When you call a function with an argument of the wrong type, R will try to coerce values to a different type so that the function will work. There are two types of coercion that occur automatically in R: coercion with formal objects and coercion with built-in types.
With generic functions, R will look for a suitable method. If no exact match exists, then R will search for a coercion method that converts the object to a type for which a suitable method does exist. (The method for creating coercion functions is described in Creating Coercion Methods.)
Additionally, R will automatically convert between built-in object
types when appropriate. R will convert from more specific types to more
general types. For example, suppose that you define a vector x
as follows:
> x <- c(1, 2, 3, 4, 5) > x [1] 1 2 3 4 5 > typeof(x) [1] "double" > class(x) [1] "numeric"
Let’s change the second element of the vector to the word “hat.” R
will change the object class to character
and change all the elements in the
vector to char
:
> x[2] <- "hat" > x [1] "1" "hat" "3" "4" "5" > typeof(x) [1] "character" > class(x) [1] "character"
Here is an overview of the coercion rules:
Logical values are converted to numbers: TRUE
is converted to 1
and FALSE
to 0
.
Values are converted to the simplest type required to represent all information.
The ordering is roughly logical < integer < numeric < complex < character < list.
Objects of type raw
are not
converted to other types.
Object attributes are dropped when an object is coerced from one type to another.

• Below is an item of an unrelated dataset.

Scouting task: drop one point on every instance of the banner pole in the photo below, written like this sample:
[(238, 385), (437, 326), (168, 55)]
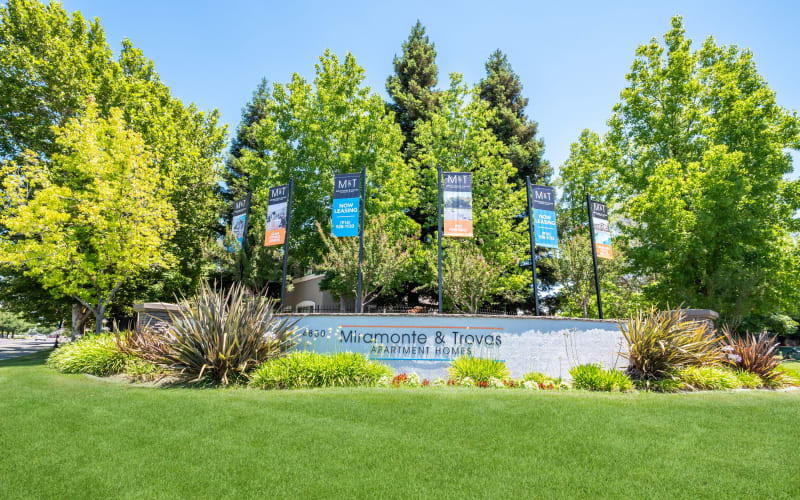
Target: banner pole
[(359, 305), (286, 240), (594, 257), (244, 235), (534, 283), (439, 182)]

You can inhibit coercion when passing arguments to functions by
using the AsIs
function (or,
equivalently, the I
function). For more
information, see the help file for AsIs
.
Many newcomers to R find coercion nonintuitive. Strongly typed languages (like Java) will raise exceptions when the object passed to a function is the wrong type but will not try to convert the object to a compatible type. As John Chambers (who developed the S language) describes:
In the early coding, there was a tendency to make as many cases “work” as possible. In the later, more formal, stages the conclusion was that converting richer types to simpler automatically in all situations would lead to confusing, and therefore untrustworthy, results.[16]
In practice, I rarely encounter situations where values are coerced in undesirable ways. Usually, I use R with numeric vectors that are all the same type, so coercion simply doesn’t apply.